Las personas que mueven los hilos de esta locura bien pueden ser comunistas, pero a menudo se disfrazan de otra cosa. Una vez que hayan destruido la Constitución y la clase media, la inmigración ciertamente se secará. Si es lo suficientemente malo, comenzará un éxodo masivo y es entonces cuando la izquierda se quitará las máscaras y terminará el muro fronterizo de Trump.
¿Dónde están los republicanos? Se supone que ser “congresista” es un trabajo bastante cómodo. Un salario de clase alta de por vida, la mejor atención médica que el país tiene para ofrecer y su propia fuerza policial con un presupuesto ahora de más de 500 millones de dólares al año para proteger a unos pocos cientos de personas. ¿Alguien está tratando de retirar los fondos del presupuesto de la policía de la capital? Al contrario, está aumentando.
Desafortunadamente para los egoístas mimados en el Congreso, los buenos tiempos no pueden seguir avanzando. Los izquierdistas quieren incendiar el país y luego reconstruirlo como un infierno comunista del tercer mundo, como lo han hecho en muchos otros lugares del mundo.
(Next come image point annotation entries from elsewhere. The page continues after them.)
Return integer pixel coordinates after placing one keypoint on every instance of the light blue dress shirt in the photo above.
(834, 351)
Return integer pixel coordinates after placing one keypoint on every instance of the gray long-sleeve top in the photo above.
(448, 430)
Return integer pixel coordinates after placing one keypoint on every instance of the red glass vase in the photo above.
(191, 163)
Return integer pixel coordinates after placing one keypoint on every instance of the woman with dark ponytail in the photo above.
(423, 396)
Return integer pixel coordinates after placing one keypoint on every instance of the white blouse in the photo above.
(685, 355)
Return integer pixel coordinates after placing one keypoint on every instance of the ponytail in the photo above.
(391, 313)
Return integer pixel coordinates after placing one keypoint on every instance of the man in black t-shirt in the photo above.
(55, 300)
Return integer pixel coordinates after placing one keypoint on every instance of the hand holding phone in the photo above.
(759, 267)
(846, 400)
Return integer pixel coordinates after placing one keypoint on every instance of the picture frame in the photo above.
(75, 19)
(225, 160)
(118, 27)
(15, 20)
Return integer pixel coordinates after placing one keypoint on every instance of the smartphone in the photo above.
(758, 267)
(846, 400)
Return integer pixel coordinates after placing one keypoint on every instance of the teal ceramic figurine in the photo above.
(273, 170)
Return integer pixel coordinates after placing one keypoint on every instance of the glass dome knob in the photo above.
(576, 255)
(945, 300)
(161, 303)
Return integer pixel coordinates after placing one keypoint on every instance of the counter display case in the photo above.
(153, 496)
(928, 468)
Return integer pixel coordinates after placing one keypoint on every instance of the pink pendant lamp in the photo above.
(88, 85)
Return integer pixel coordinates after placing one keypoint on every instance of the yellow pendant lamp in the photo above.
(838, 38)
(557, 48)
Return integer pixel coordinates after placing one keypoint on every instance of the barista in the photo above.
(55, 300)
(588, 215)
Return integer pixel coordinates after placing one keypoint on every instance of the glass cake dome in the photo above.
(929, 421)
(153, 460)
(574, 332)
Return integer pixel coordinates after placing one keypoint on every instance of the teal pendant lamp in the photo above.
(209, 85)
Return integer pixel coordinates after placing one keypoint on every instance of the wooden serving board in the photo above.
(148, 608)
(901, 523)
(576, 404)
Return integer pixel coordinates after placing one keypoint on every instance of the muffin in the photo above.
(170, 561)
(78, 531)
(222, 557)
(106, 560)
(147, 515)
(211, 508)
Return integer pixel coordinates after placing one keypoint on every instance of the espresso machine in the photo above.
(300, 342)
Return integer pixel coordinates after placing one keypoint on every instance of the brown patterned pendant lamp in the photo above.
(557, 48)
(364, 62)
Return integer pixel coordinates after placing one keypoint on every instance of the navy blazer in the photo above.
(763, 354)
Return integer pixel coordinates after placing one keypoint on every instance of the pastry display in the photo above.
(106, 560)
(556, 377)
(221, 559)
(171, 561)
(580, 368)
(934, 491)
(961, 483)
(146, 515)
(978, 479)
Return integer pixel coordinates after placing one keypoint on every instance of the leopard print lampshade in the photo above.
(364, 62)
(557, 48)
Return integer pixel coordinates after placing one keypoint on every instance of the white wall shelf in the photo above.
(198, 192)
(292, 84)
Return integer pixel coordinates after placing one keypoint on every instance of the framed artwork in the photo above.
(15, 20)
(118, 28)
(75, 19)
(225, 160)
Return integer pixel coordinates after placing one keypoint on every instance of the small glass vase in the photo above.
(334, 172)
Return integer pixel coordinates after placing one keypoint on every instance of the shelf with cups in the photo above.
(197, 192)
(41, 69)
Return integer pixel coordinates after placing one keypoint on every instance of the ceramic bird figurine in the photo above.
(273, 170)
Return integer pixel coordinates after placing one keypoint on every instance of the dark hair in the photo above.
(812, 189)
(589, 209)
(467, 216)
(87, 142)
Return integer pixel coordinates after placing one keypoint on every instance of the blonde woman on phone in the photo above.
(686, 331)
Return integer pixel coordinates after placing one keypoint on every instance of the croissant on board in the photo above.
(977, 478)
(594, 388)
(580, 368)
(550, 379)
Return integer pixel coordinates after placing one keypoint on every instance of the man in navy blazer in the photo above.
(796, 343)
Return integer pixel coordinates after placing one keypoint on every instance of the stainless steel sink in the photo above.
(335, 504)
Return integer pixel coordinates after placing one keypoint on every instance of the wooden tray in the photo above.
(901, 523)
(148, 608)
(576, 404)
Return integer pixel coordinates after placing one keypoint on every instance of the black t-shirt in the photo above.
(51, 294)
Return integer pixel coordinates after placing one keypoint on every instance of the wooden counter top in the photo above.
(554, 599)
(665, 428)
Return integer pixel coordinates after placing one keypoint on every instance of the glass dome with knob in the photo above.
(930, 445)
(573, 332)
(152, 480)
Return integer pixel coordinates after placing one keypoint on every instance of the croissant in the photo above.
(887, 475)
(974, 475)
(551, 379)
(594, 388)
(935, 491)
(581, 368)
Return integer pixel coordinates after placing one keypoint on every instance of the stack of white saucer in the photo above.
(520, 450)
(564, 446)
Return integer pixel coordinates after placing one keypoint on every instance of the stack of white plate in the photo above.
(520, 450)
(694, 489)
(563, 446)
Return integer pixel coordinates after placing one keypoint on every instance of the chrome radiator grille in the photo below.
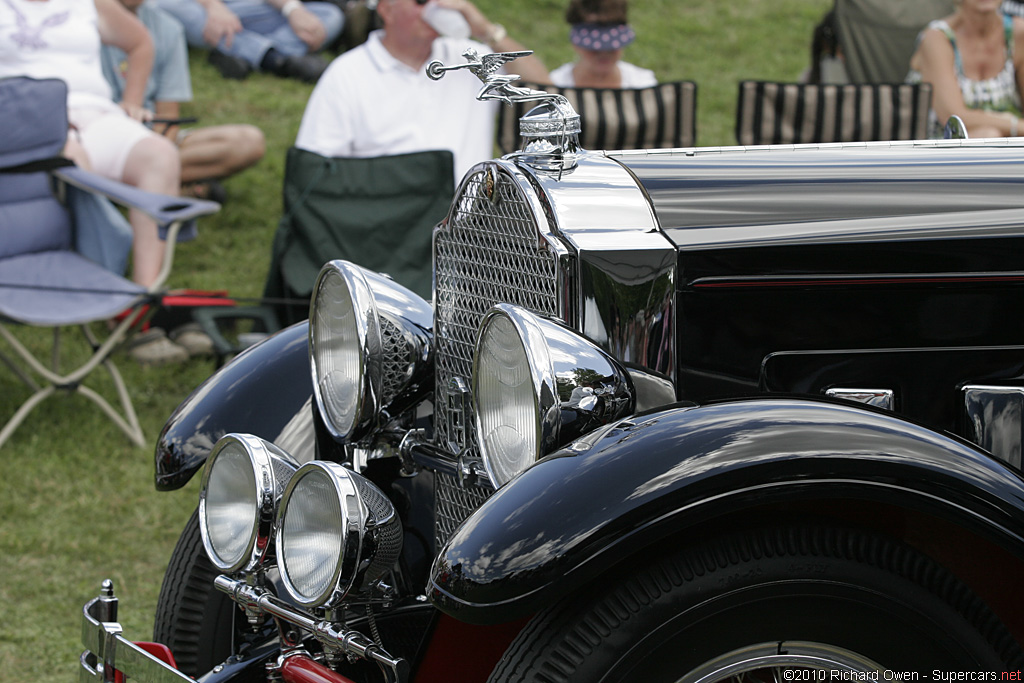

Los republicanos deben comenzar a ganar sus cheques de pago excesivamente inflados o serán responsables de la desaparición de una gran nación.
Muchos han estado esperando mucho tiempo para que crezcan una columna vertebral y comiencen a pararse a la izquierda. Algunos, habiendo medido la gravedad del momento, están rechazando a los demócratas, pero la mayoría todavía se mantienen en sus manos o se oponen activamente a cualquier esfuerzo por controlar toda la locura.
Los izquierdistas saben desde hace mucho tiempo que solo pueden hacer realidad sus sueños utópicos con un desfile interminable de crisis existenciales. El calentamiento global fue una de esas crisis, virtualmente rebosante de potencial hasta que todas las terribles predicciones resultaron lamentablemente breves.
La gente del norte todavía sabe cómo es la nieve, aunque debería haber desaparecido de la escena hace veinte años. Ya no escuchamos mucho de Al Gore. Habiendo hecho su fortuna vendiendo indulgencias de carbono, se jubiló para disfrutar de su enorme huella de carbono, que probablemente supera la de muchas naciones pequeñas.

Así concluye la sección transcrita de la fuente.